South Korean Porn King Pen Jailed on Obscenity Charges
SOUTH KOREA — While its northern neighbor makes international headlines for testing a nuclear bomb, South Korea has quietly rounded up, arrested, and imprisoned 28-year-old Kim Bonj-wa for dropping a bomb of his own on the internet.The bomb in question? 15,000 pornographic videos.
Kim began his career as a porn entrepreneur in 2004, in a country where distributing or exhibiting obscene materials in public can earn up to a year in jail and as much as 5 million won in fines. As is the case in the United States, what exactly constitutes “obscenity” is uncertain. What is not uncertain is the fact that South Korea more harshly limits hardcore pornography than other developed countries, including the US and Japan.
Known online by the nickname “Bonj-wa,” which means guru or master, Kim began his career as a distributor of erotic materials by sharing Japanese videos via Toto Disk, a peer-to-peer file-sharing program.

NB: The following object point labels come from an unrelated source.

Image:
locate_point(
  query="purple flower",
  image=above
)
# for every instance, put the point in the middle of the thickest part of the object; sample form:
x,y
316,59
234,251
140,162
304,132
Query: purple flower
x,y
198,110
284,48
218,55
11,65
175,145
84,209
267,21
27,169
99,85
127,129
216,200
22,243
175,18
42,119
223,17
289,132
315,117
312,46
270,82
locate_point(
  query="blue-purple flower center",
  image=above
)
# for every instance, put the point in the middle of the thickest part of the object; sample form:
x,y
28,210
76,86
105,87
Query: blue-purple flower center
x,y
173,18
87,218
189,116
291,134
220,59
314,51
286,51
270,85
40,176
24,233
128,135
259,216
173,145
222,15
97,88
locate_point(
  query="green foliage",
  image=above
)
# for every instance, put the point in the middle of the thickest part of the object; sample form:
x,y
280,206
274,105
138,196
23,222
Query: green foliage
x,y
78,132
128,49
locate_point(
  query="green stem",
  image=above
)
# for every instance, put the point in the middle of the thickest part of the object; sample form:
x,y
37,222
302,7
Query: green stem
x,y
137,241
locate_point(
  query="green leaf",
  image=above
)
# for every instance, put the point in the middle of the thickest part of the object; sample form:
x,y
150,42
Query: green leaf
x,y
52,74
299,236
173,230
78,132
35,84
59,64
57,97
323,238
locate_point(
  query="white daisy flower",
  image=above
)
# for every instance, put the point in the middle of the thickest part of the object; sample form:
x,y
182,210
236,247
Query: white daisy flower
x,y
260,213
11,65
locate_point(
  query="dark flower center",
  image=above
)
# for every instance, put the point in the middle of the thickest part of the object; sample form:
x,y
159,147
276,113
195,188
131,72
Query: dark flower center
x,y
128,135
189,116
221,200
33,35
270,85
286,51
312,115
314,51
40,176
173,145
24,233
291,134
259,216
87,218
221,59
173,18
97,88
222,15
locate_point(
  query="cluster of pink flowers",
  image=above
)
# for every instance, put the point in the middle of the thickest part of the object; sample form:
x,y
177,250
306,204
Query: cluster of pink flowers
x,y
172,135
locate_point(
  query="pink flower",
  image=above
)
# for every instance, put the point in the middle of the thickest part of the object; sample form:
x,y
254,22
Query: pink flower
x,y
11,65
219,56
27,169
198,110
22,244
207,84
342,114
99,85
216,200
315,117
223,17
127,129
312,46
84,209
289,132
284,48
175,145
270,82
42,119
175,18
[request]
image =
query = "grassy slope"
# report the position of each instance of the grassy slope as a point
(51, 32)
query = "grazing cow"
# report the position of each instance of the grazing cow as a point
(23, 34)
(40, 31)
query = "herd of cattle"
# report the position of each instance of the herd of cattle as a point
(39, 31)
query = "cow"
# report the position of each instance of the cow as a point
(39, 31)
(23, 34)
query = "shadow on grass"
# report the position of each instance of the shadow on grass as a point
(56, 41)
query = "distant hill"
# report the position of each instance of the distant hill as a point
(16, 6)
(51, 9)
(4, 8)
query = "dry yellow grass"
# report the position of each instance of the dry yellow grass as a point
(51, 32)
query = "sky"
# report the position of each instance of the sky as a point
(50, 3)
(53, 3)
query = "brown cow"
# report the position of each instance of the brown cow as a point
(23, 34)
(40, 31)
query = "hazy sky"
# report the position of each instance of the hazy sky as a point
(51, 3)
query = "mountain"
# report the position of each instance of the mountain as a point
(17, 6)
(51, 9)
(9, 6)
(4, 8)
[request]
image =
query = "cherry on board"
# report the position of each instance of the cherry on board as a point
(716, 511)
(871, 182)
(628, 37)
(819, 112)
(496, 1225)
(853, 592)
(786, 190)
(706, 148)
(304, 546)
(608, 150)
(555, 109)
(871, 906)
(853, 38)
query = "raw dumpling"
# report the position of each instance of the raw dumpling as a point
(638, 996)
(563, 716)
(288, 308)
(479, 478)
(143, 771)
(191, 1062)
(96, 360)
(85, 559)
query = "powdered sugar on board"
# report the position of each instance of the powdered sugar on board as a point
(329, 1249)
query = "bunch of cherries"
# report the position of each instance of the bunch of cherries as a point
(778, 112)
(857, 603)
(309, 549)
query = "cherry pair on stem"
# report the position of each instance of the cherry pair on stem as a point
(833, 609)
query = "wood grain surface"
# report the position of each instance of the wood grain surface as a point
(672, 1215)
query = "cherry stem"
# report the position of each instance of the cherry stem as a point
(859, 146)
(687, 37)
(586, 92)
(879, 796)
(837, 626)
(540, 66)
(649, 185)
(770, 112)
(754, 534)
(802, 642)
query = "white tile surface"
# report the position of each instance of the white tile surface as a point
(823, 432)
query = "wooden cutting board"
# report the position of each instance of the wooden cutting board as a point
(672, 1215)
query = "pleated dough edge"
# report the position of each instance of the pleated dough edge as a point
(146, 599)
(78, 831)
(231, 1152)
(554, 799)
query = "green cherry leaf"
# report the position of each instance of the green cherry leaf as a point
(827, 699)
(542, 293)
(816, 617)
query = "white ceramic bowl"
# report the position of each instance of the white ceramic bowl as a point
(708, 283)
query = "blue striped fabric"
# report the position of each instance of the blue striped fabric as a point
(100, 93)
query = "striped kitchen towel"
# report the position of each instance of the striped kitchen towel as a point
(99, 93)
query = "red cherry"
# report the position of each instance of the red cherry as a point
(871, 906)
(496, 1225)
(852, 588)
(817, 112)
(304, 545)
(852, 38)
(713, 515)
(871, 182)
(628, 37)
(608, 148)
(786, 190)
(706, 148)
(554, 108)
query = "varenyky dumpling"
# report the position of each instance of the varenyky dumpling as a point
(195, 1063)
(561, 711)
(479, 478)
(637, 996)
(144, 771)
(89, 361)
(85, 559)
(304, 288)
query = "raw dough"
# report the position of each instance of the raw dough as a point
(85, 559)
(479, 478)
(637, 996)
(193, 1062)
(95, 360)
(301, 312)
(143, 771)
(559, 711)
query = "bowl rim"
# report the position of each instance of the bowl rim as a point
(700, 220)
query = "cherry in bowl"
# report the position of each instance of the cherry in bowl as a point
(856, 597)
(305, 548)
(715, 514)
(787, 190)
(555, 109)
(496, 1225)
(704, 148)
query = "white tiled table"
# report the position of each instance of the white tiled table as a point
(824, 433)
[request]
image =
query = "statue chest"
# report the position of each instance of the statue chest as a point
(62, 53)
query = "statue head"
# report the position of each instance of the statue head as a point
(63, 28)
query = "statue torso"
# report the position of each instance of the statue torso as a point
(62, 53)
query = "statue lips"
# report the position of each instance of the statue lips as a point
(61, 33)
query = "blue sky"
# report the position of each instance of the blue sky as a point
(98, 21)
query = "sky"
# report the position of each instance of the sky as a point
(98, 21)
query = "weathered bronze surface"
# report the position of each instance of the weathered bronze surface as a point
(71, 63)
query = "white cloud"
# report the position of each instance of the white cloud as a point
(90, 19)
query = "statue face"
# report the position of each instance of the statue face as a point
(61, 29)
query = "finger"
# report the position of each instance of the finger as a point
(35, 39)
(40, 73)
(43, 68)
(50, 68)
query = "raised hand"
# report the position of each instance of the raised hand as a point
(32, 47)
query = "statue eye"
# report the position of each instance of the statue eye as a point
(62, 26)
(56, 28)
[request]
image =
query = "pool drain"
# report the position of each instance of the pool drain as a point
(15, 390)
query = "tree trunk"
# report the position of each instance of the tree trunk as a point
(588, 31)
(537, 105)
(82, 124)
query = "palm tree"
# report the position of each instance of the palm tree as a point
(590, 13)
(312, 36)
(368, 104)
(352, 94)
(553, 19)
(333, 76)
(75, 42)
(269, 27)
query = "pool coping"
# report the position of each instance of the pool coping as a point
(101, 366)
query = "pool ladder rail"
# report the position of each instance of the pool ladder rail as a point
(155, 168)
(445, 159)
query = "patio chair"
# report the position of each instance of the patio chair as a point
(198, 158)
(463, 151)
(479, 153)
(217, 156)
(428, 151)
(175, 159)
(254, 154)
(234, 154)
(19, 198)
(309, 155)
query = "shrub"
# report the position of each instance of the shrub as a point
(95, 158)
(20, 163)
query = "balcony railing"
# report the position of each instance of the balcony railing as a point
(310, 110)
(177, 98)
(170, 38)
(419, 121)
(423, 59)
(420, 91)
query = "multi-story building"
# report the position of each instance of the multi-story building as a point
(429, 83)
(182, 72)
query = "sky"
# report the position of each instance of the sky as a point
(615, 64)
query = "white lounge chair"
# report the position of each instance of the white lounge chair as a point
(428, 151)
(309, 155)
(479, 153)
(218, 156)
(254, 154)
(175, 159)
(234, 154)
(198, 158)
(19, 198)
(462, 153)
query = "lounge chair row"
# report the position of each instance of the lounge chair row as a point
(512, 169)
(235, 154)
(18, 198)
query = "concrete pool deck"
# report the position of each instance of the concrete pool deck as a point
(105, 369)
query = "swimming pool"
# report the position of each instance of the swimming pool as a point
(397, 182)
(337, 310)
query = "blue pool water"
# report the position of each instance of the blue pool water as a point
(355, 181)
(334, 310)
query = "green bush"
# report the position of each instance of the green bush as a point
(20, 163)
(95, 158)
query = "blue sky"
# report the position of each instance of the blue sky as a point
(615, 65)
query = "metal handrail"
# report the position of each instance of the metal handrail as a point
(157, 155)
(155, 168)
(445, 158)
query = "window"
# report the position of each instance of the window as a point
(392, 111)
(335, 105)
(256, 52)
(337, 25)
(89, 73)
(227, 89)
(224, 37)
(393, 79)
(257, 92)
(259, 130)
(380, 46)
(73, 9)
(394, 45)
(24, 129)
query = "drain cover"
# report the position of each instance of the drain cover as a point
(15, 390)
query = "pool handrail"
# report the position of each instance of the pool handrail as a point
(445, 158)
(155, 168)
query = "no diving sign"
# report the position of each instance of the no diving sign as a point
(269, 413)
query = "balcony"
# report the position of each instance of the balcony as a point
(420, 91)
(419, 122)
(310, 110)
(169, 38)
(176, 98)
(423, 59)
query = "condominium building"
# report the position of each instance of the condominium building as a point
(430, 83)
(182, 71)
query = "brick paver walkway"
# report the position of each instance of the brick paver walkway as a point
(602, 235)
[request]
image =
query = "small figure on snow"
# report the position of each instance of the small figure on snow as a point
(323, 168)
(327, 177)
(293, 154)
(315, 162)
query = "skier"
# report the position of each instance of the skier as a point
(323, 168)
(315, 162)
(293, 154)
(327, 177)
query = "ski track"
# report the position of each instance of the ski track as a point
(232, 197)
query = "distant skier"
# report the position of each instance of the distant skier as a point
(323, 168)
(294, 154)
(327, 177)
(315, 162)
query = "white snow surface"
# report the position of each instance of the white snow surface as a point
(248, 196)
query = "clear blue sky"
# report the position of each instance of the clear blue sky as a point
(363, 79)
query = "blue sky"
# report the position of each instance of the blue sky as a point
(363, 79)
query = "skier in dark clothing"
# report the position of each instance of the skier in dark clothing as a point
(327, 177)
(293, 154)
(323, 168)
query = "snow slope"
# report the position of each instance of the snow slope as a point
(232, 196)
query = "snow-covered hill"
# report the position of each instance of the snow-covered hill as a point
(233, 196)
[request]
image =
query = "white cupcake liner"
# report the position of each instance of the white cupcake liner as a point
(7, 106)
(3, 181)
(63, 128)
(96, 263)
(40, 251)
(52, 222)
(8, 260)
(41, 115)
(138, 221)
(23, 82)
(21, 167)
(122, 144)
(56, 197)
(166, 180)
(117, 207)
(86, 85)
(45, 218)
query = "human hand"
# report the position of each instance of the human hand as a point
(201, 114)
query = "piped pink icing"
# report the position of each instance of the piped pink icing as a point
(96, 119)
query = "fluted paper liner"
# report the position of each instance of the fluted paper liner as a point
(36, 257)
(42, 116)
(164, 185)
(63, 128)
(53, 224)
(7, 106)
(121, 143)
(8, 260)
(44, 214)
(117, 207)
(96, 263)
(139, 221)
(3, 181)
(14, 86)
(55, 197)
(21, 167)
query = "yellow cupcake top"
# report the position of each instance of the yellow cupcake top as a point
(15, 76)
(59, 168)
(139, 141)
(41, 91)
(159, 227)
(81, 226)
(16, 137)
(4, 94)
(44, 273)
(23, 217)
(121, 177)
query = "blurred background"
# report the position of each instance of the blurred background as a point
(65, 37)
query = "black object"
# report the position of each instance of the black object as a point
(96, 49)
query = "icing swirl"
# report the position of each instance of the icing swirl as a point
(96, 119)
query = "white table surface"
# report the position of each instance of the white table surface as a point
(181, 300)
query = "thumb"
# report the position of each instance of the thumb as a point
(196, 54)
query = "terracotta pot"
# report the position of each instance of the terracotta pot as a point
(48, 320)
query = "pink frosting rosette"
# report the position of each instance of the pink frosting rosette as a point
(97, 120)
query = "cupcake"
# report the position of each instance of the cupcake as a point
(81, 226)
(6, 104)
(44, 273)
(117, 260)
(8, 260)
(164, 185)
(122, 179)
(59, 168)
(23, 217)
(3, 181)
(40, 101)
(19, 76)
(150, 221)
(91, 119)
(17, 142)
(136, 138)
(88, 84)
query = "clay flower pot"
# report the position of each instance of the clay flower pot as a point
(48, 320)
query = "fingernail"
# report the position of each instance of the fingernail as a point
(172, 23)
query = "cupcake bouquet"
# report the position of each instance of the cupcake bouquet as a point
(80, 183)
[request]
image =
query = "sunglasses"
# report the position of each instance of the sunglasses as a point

Rapidly gaining popularity and, according to some, becoming a major motivation behind the country’s embracing of the high-speed Internet, Kim was able to quit his day job and focus exclusively on uploading erotic materials, many of which are believed illegal for South Koreans to view.
Although some of Kim’s supporters agree that he has likely violated the law as it is written now, they believe the time is ripe for the nation to review its policies toward porn and engage in a dialogue on the subject.
Nonetheless, authorities not only refuse to release the young man but appear to have tried and convicted him already, given a statement on the Pusan police website. According to the site’s homepage, “The convicted person has damaged society by circulating abnormal Japanese pornography. He distorted the healthy sex culture and corrupted juveniles. As such acts violate the law, punishment is inevitable.”
About a dozen of Kim’s followers posted comments on the site insisting that he be freed, while more than 1,300 signatures on a Daum portal site have been collected in support of Kim, who was arrested on Wednesday. Petition circulators hope to pressure the government to release Kim or at least discuss the issue of pornography openly. The petition organizer hopes to have 100,000 signatures by the end of the month.